Identification of disease-associated miRNAs (disease miRNAs) are critical for understanding etiology and pathogenesis. Most previous methods focus on integrating similarities and associating information contained in heterogeneous miRNA-disease networks. However, these methods establish only shallow prediction models that fail to capture complex relationships among miRNA similarities, disease similarities, and miRNA-disease associations. We propose a prediction method on the basis of network representation learning and convolutional neural networks to predict disease miRNAs, called CNNMDA. CNNMDA deeply integrates the similarity information of miRNAs and diseases, miRNA-disease associations, and representations of miRNAs and diseases in low-dimensional feature space. The new framework based on deep learning was built to learn the original and global representation of a miRNA-disease pair. First, diverse biological premises about miRNAs and diseases were combined to construct the embedding layer in the left part of the framework, from a biological perspective. Second, the various connection edges in the miRNA-disease network, such as similarity and association connections, were dependent on each other.
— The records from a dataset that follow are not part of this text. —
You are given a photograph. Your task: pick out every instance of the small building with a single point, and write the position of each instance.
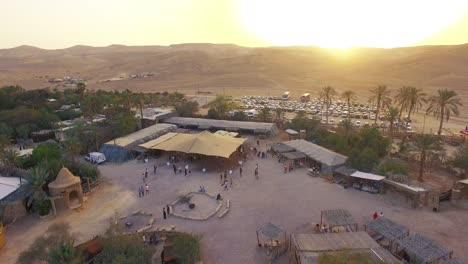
(66, 191)
(257, 128)
(121, 149)
(152, 116)
(421, 250)
(326, 160)
(306, 248)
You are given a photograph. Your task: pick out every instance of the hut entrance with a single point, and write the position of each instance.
(74, 199)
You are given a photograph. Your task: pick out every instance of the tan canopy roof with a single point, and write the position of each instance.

Therefore, it was necessary to learn the low-dimensional representations of the miRNA and disease nodes based on the entire network. The right part of the framework learnt the low-dimensional representation of each miRNA and disease node based on non-negative matrix factorization, and these representations were used to establish the corresponding embedding layer. Finally, the left and right embedding layers went through convolutional modules to deeply learn the complex and non-linear relationships among the similarities and associations between miRNAs and diseases. Experimental results based on cross validation indicated that CNNMDA yields superior performance compared to several state-of-the-art methods. Furthermore, case studies on lung, breast, and pancreatic neoplasms demonstrated the powerful ability of CNNMDA to discover potential disease miRNAs.